L'ouvrage commence par une utile introduction à l'histoire des contacts entre grecs et Mésopotamiens. Distants au début du premier millénaire, ils s'intensifient après l'intégration de la région dans le royaume achéménide. Des spécialistes grecs, artisans, mercenaires ou médecins sont alors connus dans la région. Mais avec la conquête d'Alexandre, les contacts changent soudainement d'échelle, et il n'est guère surprenant que la grande majorité des noms grecs relevés par l'auteur datent de l'époque hellénistique. Les documents conservés ne témoignent que d'une infime partie de l'évolution sociale, politique ou administrative de la région, mais leur nombre, plusieurs milliers, suffit à fasciner l'historien du monde séleucide.
Lorsque le besoin de noter des noms grecs s'est fait sentir, les scribes babyloniens se sont trouvés confrontés à la difficulté de transcrire ces noms étrangers dans une écriture qui ne s'y prête pas très bien. Le deuxième chapitre de l'ouvrage décrit les règles de transcription des termes grecs en cunéiforme. Les transcriptions sont, dans les premiers temps de présence grecque, relativement fluctuantes, le fonctionnement du cunéiforme autorisant une grande variété dans la transcription d'un même son. C'est ainsi que l'on recense près de 29 graphies du nom Antiochos. Les transcriptions choisies fournissent parfois d'intéressants renseignements sur la manière dont le grec était prononcé dans cette partie du monde séleucide. On découvre ainsi que le son w du digamma, qui n'est plus noté en grec depuis le VIe siècle, apparaît dans certaines transcriptions jusqu'à l'époque parthe: le digamma était donc encore légèrement prononcé. D'autres développements seront peut-être plus difficiles à suivre pour les lecteurs non familiers de l'écriture cunéiforme, mais l'ensemble apportera beaucoup de grain à moudre aux historiens de la langue grecque.
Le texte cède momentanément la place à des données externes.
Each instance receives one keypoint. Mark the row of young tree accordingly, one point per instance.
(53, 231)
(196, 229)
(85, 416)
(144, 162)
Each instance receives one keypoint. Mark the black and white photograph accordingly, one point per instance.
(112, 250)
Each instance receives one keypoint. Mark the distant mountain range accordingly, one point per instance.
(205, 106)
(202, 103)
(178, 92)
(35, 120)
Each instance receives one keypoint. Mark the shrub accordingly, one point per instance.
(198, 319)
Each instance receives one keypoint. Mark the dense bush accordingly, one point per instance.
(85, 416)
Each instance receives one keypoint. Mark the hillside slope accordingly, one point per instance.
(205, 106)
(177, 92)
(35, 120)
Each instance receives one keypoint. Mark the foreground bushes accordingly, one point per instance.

Le troisième chapitre fournit une très utile synthèse sur l'histoire de la Babylonie hellénistique: un bilan historiographique rappelle à quel point les points de vue ont fluctué sur le sujet, balançant entre la vision d'une Babylonie très rapidement hellénisée et à la culture indigène déclinante, et celle d'une Babylonie somme toute peu perméable à l'hellénisme. La réalité est sans doute quelque part entre les deux, et l'étude des noms grecs est un argument important pour comprendre la nature exacte des liens entre grecs et non-grecs en Babylonie. On sait à quel point l'onomastique révèle bien plus qu'une évanescente appartenance "ethnique" d'un individu. Les données sont, en Babylonie, suffisamment nombreuses pour pouvoir tirer de réelles conclusions sur l'identité des individus, et sur les stratégies à l'œuvre derrière le choix fait par une famille de donner un nom grec à ses enfants. C'est ainsi que le rassemblement des données fournies par plusieurs tablettes permettent de constituer un arbre généalogique qui montre, sur cinq générations, comment noms grecs et babyloniens sont attribués au sein d'une même famille. Le choix d'adopter un nom appartenant à la culture politiquement dominante, ou au contraire de conserver un nom akkadien traditionnel peuvent être interprétés de bien des manières. J. Monerie est à cet égard d'une prudence salutaire. Il n'en reste pas moins que les noms attestés sont assez nombreux, et l'étude suffisamment extensive, pour permettre de tirer des conclusions fort utiles sur la manière dont la société babylonienne évolue sous domination gréco-macédonienne. Ces conclusions sont d'autant plus précieuses qu'il s'agit là de la seule société indigène du royaume séleucide pour laquelle une telle étude est possible. Le chapitre termine par une utile synthèse sur l'évolution sociale et culturelle de la Babylonie au contact des grecs. On y apprend comment l'influence des sanctuaires se trouve supplantée par celle des poleis auxquelles participent les élites babyloniennes. Ces pages très claires et bien informées seront d'une grande utilité aux historiens souhaitant une première familiarisation avec les grandes évolutions sur lesquelles nous renseigne la documentation cunéiforme. On peut cependant regretter que le discours ne soit pas plus directement orienté sur l'apport des données onomastiques.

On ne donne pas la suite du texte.